1) CSE-KMS 2) CSE-Custom 3) SSE-S3 4) SSE-KMS
2) CSE-Custom
In this case, you would use CSE-Custom, where you would encrypt the data before sending it to S3 and also manage the client-side master key. The other encryption options available are: S3 Server-Side Encryption (SSE-S3), S3 manages keys for you; Server-Side Encryption with KMS–Managed Keys (SSE-KMS), S3 uses a customer master key that is managed in the Key Management Service to encrypt and decrypt the data before saving it to an S3 bucket; Client-Side Encryption with KMS-Managed Keys (CSE-KMS), the EMR cluster uses a customer master key to encrypt data before sending it to Amazon S3 for storage and to decrypt the data after it is downloaded.
Quiz - You have enabled encryption for your Redshift cluster and loaded 7 TBs of data into the cluster. It turns out that encryption was not required on this cluster after all. You want to make a change and ensure that the cluster is not encrypted. What are your options?

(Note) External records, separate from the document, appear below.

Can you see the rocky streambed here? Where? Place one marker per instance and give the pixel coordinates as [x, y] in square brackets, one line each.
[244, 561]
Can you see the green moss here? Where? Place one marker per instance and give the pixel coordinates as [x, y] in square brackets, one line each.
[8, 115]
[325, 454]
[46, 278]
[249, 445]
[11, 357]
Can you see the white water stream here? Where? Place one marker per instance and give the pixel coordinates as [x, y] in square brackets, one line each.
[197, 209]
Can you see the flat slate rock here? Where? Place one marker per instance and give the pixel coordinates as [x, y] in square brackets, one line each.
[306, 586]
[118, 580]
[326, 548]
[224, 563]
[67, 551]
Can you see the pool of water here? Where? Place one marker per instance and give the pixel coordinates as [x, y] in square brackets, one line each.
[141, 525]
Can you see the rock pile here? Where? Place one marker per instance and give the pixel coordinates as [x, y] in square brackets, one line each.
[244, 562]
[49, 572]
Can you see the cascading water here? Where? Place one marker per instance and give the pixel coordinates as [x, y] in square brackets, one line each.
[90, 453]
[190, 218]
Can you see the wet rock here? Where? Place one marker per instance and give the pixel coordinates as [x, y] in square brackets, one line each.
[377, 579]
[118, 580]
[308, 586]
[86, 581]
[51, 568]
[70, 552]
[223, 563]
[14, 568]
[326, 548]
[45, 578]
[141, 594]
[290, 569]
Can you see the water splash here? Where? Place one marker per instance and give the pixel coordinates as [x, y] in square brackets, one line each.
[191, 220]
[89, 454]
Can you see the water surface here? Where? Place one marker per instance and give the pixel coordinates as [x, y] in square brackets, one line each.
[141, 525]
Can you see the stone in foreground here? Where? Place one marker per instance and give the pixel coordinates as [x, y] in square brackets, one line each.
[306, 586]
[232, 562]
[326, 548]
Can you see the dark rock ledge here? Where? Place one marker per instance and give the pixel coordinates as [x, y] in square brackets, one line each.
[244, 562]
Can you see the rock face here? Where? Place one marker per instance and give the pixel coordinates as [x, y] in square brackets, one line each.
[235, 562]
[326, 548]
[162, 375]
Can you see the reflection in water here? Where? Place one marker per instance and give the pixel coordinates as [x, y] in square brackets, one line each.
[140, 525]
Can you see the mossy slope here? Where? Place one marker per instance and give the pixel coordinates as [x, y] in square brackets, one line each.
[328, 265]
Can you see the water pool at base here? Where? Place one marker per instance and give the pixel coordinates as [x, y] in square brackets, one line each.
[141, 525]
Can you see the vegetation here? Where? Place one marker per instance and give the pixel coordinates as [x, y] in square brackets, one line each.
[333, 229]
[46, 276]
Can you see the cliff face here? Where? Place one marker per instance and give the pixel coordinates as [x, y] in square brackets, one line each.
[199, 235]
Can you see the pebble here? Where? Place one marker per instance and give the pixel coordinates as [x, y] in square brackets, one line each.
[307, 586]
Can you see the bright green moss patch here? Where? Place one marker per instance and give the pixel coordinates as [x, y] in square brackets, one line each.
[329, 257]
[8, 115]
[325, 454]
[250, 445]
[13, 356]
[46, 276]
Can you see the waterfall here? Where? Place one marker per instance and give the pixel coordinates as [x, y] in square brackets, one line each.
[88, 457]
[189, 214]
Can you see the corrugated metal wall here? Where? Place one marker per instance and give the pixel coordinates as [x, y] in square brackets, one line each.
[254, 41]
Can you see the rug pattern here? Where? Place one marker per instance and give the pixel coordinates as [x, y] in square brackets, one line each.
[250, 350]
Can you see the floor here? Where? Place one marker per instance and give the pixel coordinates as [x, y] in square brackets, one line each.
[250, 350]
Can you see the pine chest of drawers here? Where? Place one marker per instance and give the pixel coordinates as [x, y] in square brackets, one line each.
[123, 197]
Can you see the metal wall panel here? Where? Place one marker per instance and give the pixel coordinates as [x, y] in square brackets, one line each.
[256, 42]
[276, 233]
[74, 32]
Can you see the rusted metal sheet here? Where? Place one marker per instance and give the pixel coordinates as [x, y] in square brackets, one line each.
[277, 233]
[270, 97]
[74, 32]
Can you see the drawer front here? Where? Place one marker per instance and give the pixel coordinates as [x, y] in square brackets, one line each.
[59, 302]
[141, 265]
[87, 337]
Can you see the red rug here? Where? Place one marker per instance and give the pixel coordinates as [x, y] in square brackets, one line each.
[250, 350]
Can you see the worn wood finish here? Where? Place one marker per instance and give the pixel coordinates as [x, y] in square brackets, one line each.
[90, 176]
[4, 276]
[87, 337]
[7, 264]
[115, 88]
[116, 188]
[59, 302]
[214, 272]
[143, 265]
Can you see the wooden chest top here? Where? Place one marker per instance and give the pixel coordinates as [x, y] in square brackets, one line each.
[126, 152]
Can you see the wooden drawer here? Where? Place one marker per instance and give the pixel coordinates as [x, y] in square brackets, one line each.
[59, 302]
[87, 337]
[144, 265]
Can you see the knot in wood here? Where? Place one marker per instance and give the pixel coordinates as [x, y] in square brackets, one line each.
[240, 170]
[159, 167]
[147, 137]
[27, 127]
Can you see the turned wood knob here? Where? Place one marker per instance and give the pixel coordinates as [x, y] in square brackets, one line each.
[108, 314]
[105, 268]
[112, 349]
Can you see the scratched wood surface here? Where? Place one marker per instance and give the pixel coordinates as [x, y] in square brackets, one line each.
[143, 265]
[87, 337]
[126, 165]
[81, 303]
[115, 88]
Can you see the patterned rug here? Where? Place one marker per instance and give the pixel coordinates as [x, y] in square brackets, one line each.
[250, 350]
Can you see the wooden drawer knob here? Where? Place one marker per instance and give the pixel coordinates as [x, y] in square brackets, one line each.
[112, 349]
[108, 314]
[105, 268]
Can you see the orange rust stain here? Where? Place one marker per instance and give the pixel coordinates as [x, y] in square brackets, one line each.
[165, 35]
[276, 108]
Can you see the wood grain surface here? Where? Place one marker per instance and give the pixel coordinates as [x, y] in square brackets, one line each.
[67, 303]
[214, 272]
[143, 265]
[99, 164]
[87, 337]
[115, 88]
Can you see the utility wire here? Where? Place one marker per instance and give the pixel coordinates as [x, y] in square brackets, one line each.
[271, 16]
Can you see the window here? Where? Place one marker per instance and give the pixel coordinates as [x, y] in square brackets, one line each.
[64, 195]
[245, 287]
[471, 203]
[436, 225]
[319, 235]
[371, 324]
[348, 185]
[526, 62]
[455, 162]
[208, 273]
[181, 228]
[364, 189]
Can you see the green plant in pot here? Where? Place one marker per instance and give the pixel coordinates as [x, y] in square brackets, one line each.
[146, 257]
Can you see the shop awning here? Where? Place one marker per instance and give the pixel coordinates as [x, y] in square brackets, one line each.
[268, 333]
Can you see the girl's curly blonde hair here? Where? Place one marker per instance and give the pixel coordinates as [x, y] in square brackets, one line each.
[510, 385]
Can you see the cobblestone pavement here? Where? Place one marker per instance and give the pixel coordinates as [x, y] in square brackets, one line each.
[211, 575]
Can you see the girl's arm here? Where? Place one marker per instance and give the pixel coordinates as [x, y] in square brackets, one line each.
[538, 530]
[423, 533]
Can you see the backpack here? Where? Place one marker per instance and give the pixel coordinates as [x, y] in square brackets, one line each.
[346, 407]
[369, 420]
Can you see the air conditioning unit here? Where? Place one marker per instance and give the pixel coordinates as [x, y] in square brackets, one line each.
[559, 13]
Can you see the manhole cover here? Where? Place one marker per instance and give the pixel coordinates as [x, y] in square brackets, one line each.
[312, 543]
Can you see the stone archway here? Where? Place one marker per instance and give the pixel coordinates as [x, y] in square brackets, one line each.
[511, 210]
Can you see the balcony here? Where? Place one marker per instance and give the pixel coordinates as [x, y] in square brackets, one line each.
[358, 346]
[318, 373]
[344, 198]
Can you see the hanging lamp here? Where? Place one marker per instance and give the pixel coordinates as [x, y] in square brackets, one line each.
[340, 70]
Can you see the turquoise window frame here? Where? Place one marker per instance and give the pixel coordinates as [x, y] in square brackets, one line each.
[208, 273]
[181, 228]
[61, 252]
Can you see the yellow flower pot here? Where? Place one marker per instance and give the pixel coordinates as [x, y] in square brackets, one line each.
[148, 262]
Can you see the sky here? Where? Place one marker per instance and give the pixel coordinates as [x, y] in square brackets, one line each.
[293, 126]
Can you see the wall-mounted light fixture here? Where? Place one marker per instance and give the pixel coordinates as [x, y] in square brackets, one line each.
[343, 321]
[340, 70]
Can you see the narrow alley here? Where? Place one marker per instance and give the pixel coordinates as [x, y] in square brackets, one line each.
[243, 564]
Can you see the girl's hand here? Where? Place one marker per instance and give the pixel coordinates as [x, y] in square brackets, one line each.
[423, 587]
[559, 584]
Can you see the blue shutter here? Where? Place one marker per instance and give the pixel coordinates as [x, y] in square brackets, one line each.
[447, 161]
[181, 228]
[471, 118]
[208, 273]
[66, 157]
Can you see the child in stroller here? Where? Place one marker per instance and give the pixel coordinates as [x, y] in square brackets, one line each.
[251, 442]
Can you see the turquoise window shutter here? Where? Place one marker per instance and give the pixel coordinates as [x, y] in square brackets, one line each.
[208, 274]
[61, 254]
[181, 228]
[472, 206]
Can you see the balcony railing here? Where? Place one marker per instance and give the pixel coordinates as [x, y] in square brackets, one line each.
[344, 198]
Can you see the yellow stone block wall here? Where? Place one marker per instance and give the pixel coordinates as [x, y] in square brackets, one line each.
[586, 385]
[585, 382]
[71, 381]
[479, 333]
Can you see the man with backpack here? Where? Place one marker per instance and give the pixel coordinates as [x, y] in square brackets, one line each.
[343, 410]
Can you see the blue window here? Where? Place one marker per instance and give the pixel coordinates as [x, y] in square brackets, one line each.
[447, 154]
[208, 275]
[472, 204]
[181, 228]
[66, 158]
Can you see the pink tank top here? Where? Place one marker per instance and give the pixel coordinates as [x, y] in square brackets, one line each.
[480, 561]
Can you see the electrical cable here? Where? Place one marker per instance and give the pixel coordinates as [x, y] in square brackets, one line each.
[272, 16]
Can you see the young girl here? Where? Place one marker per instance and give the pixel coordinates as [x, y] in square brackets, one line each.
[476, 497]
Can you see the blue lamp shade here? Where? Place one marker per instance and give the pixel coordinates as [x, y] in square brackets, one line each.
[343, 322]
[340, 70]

1) Restore from the latest snapshot.
2) Unload the data into S3 and reload it into a cluster that is not encrypted.
3) Check the decrypt checkbox in the Redshift modification options.
4) Delete the KMS managed keys.
5) Create a new cluster that is not encrypted and reload the data.
2) and 5)
Once you enable encryption for a Redshift cluster upon launch, you can cannot then change it to an unencrypted cluster. You’ll have to unload the data and reload the data into a new cluster with your new encryption setting. Alternatively, if you still have the data in S3 or other supported source, then load the data into a new cluster with your new encryption setting. When you encrypt a Redshift cluster, data blocks and system metadata are encrypted for the cluster and its snapshots.